Place gaffer's tape over the Indicator Lamp. For the same reason I set the AF Illuminator to OFF, I prefer to cover over the Indicator Lamp on the back of the camera. I'm not so worried I'll be discovered or afraid of the interaction, however, if I can get a few frames off without being noticed, I prefer that.

Set Operational Volume off. Are you seeing a trend here. Plus no shutter noise is a real advantage of mirrorless over DSLR. Even my Nikon's quiet mode can't compete with silence.

Using Auto ISO meant that I could shoot all day in and out of the shadows and then well into the night without thinking about it. 1/125, f1.4 at ISO 2500.
Using Auto ISO meant that I could shoot all day in and out of the shadows and then well into the night without thinking about it. 1/125, f1.4 at ISO 2500.
Use Auto ISO. I like the thought of moving in and out of various lighting situations and not having to change ISO each time. You can assign ISO to the Fn (function) Button which speeds up the process, but if you don't have to worry about it, why do so. Within auto ISO there are a few considerations you need to take into account though. For instance I set the max ISO to 3200, but the lowest shutter speed to 1/125. Prior to making that choice, the camera would favor ISO and I found my shutter speed kept dropping too low which in some cases resulted in blurred photos.

New York City and Times Square is a busy and crowed place. The small form factor of the X-Pro1 is perfect in these situations and most people hardly notice you taking photos. 1/125, f2.0 at ISO 320.
New York City and Times Square is a busy and crowed place. The small form factor of the X-Pro1 is perfect in these situations and most people hardly notice you taking photos. A real advantage in street photography. 1/125, f2.0 at ISO 320.
Set Film Type to Monochrome. Just like with the X100S, I set up the camera to shoot both raw and jpeg allowing me to shoot and preview my photos in black and white, but still have the color originals available during post production. I further set the film simulation mode to monochrome plus yellow filter which offers slightly increased contrast while toning down the brightness of the sky. I've always associated street photography with black and white which why I favor this setup.

I used continuous shooting (burst mode) set to six frames per second (max for this camera) to capture this photo in Coney Island. 1/300, f11 at ISO 200.
I used continuous shooting (burst mode) set to six frames per second (max for this camera) to capture this photo in Coney Island. 1/300, f11 at ISO 200.
Remaining settings.
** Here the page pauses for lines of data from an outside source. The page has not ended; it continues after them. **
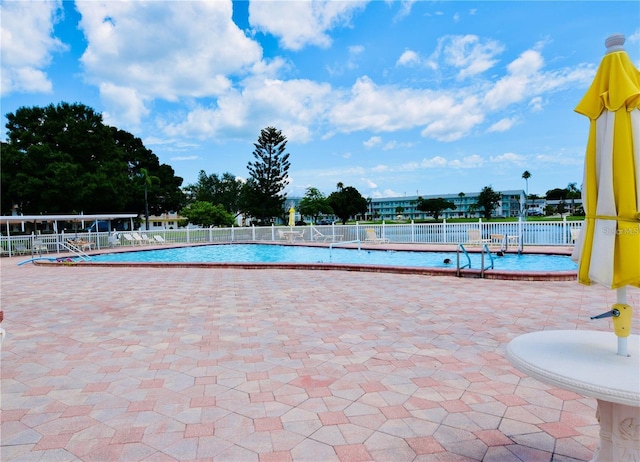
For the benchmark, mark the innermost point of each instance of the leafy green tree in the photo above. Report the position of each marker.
(314, 204)
(62, 158)
(347, 202)
(224, 190)
(263, 196)
(148, 181)
(206, 214)
(434, 206)
(487, 201)
(561, 208)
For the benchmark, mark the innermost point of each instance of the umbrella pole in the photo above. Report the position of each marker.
(621, 297)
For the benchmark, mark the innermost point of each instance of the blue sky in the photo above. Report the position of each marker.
(394, 98)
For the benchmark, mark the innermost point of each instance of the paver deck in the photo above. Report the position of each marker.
(161, 364)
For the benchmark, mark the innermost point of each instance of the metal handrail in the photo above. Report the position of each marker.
(464, 251)
(482, 267)
(77, 251)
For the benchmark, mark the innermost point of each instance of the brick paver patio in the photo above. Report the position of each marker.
(161, 364)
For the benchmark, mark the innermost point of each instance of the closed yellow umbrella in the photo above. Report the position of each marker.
(292, 216)
(608, 248)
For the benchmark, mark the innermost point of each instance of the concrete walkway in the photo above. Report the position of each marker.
(161, 364)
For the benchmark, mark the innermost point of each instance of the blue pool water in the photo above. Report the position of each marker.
(260, 253)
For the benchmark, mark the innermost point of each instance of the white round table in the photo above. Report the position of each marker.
(586, 363)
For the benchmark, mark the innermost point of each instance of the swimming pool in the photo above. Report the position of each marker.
(266, 254)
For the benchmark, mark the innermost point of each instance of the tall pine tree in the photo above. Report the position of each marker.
(263, 196)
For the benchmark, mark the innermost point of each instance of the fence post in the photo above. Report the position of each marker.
(444, 231)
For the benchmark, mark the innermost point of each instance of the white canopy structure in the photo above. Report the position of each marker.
(8, 220)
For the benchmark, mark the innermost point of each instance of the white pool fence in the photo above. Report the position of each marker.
(524, 233)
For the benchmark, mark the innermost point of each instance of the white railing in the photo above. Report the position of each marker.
(524, 233)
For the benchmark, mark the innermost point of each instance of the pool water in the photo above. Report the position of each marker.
(261, 253)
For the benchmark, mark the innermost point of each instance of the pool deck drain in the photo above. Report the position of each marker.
(128, 363)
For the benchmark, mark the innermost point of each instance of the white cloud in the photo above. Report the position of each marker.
(370, 184)
(536, 104)
(526, 79)
(468, 53)
(509, 158)
(373, 141)
(183, 158)
(503, 125)
(472, 161)
(446, 116)
(126, 105)
(192, 54)
(28, 44)
(294, 106)
(405, 9)
(408, 58)
(301, 23)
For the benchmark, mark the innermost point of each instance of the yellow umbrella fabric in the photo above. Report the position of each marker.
(292, 216)
(608, 249)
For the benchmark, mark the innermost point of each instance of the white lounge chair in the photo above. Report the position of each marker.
(39, 246)
(318, 236)
(372, 238)
(138, 238)
(113, 240)
(575, 233)
(129, 238)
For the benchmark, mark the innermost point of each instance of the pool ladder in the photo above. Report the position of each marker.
(483, 249)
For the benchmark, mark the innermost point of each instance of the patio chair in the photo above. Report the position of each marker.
(20, 249)
(138, 238)
(475, 237)
(575, 233)
(113, 240)
(129, 238)
(372, 238)
(318, 236)
(39, 246)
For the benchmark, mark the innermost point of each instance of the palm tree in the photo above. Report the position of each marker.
(526, 175)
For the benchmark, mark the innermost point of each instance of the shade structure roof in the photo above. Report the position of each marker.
(11, 219)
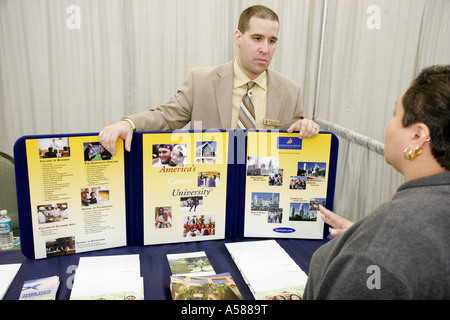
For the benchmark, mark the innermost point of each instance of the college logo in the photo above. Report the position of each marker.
(293, 143)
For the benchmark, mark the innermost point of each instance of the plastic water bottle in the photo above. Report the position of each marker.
(6, 235)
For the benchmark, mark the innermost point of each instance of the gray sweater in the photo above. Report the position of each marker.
(399, 251)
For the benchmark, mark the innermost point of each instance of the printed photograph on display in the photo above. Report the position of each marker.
(262, 166)
(94, 151)
(60, 246)
(275, 215)
(263, 201)
(169, 155)
(191, 204)
(199, 226)
(205, 152)
(163, 217)
(94, 196)
(209, 179)
(48, 213)
(54, 147)
(312, 171)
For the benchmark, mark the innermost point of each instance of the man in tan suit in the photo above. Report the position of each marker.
(210, 98)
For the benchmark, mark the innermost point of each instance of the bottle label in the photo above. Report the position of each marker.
(5, 227)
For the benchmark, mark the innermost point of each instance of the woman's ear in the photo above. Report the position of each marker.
(421, 133)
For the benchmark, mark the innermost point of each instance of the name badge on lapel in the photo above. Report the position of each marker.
(270, 122)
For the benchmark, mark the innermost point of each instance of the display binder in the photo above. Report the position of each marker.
(218, 184)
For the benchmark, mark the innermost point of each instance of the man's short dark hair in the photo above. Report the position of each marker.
(258, 11)
(427, 100)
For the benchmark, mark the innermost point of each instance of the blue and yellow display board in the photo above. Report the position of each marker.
(74, 196)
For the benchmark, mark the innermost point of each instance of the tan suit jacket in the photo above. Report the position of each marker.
(206, 96)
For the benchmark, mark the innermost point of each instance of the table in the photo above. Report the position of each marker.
(154, 266)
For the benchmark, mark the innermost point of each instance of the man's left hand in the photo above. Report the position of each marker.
(306, 128)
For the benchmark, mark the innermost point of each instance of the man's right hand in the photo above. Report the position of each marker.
(110, 134)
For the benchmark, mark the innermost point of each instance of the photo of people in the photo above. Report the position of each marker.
(208, 179)
(54, 148)
(48, 213)
(94, 196)
(276, 178)
(191, 204)
(262, 166)
(199, 226)
(262, 201)
(205, 152)
(163, 217)
(299, 212)
(173, 155)
(297, 183)
(275, 215)
(60, 247)
(94, 151)
(313, 171)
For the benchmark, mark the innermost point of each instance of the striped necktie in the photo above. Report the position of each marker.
(247, 110)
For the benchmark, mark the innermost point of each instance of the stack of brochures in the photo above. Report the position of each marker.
(7, 274)
(268, 270)
(193, 278)
(108, 278)
(40, 289)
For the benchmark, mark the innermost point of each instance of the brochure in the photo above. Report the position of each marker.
(190, 263)
(268, 270)
(40, 289)
(108, 278)
(7, 275)
(213, 287)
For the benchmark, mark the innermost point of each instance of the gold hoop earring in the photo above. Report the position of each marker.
(411, 154)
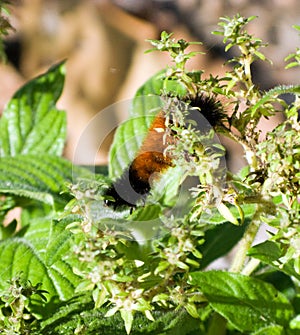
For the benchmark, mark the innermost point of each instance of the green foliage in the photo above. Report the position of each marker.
(5, 27)
(70, 264)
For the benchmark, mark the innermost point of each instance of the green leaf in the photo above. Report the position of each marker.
(30, 122)
(41, 178)
(145, 106)
(269, 252)
(247, 303)
(226, 213)
(219, 241)
(42, 256)
(274, 92)
(271, 330)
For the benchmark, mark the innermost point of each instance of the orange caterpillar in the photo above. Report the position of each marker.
(151, 159)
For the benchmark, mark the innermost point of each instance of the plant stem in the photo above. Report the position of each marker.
(246, 242)
(217, 325)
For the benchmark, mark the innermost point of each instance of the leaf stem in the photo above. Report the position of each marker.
(246, 242)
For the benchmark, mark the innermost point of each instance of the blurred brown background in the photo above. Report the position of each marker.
(104, 44)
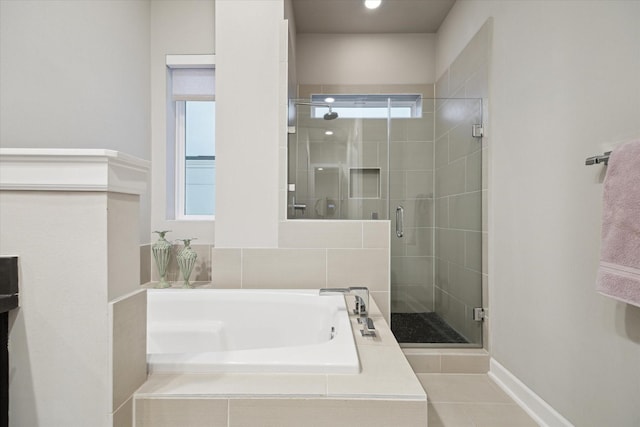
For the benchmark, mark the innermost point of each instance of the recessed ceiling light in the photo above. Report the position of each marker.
(372, 4)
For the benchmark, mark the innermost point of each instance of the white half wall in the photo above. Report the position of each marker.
(75, 74)
(563, 86)
(365, 58)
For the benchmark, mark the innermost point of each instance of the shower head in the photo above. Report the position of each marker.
(331, 115)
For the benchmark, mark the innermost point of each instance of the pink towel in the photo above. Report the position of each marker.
(619, 272)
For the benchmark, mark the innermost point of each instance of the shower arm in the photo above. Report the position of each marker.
(313, 104)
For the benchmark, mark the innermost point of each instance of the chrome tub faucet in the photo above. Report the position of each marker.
(362, 306)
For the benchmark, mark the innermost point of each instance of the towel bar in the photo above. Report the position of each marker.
(594, 160)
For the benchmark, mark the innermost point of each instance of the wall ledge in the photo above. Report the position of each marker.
(61, 169)
(534, 405)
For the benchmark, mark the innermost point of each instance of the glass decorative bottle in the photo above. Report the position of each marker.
(186, 261)
(161, 250)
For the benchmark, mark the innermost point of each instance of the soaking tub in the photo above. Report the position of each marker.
(216, 330)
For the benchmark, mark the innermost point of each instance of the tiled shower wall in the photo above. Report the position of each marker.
(411, 185)
(461, 189)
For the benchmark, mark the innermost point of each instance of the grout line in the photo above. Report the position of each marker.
(241, 268)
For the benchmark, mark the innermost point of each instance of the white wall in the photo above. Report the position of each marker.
(177, 27)
(563, 86)
(365, 58)
(251, 82)
(75, 74)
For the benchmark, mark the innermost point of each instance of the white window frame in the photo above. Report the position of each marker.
(175, 62)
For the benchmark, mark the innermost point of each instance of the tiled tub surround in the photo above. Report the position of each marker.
(385, 393)
(312, 254)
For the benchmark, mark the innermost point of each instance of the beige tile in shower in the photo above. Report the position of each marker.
(226, 268)
(411, 155)
(320, 234)
(416, 298)
(285, 268)
(473, 250)
(326, 412)
(358, 267)
(441, 148)
(374, 130)
(450, 179)
(449, 245)
(420, 129)
(412, 270)
(123, 417)
(181, 412)
(442, 212)
(417, 212)
(465, 211)
(375, 234)
(419, 184)
(419, 241)
(129, 350)
(461, 143)
(441, 275)
(385, 372)
(474, 172)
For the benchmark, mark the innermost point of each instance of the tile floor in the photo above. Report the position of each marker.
(470, 400)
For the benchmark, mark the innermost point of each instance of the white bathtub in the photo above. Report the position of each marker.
(215, 330)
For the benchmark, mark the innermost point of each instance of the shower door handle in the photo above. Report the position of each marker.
(399, 221)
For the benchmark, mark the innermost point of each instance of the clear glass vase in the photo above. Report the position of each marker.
(161, 250)
(186, 261)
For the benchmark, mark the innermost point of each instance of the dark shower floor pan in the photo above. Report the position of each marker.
(423, 328)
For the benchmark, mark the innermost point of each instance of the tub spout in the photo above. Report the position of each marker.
(362, 304)
(360, 292)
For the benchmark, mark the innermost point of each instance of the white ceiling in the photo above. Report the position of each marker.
(350, 16)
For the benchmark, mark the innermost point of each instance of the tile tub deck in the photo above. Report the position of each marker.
(385, 393)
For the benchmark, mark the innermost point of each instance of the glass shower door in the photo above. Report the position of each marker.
(435, 187)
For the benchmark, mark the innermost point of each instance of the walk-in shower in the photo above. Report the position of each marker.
(416, 162)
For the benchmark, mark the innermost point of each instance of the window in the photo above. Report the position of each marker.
(196, 158)
(194, 161)
(369, 106)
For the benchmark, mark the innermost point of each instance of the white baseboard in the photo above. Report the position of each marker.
(533, 404)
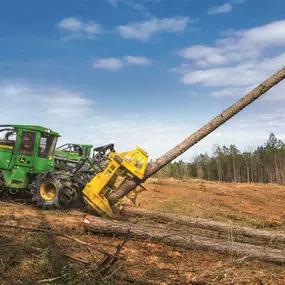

Aperture-priority AE (A) mode, turn off display back (Viewfinder Only), focus mode set to Single Focus.
SOME FINAL THOUGHTS

The X-Pro1 did seem to focus quicker than the X100S, but there was still a bit of lag when coming out of standby mode. I missed a few shots because of this which was a reminder to always make sure the camera is awake and ready. UPDATE: Under Power Management turning the Quick Start Mode to ON is supposed to reduce camera start up time except I failed to test this and only noticed it in the instruction manual recently. And sure enough there is a similar feature available on the X100S, so I may have found a solution. More to come.

New York Wedding
In street photography, scenes like this happen quickly and having the camera awake and ready to shoot is key. 1/125, f1.4 at ISO 2500.
What appealed to me about the X100S was its simplicity. And I wondered if adding interchangeable lenses would detract from that? Hard to answer since as I mentioned previously I only had the XF 35mm available to me during the trial period, but even if I had other options available, I tend to pick a lens and stick with it. Although picking a Fujifilm XF 60mm f2.4 macro lens one day and then a Zeiss 12mm f2.8 Touit series the next would be a fun option to have.

I know there are other new X offerings from Fuji like the XE-2 and the XT-1, but I really love the rangefinder styling of the X100S and X-Pro1. The XT-1 has been getting a lot of favorable reviews and I'm looking forward to testing it in the future.

However for now, I've gone back to shooting with my X100S and really am not looking to change anytime soon. That is unless the X-Pro2 rumors pan out.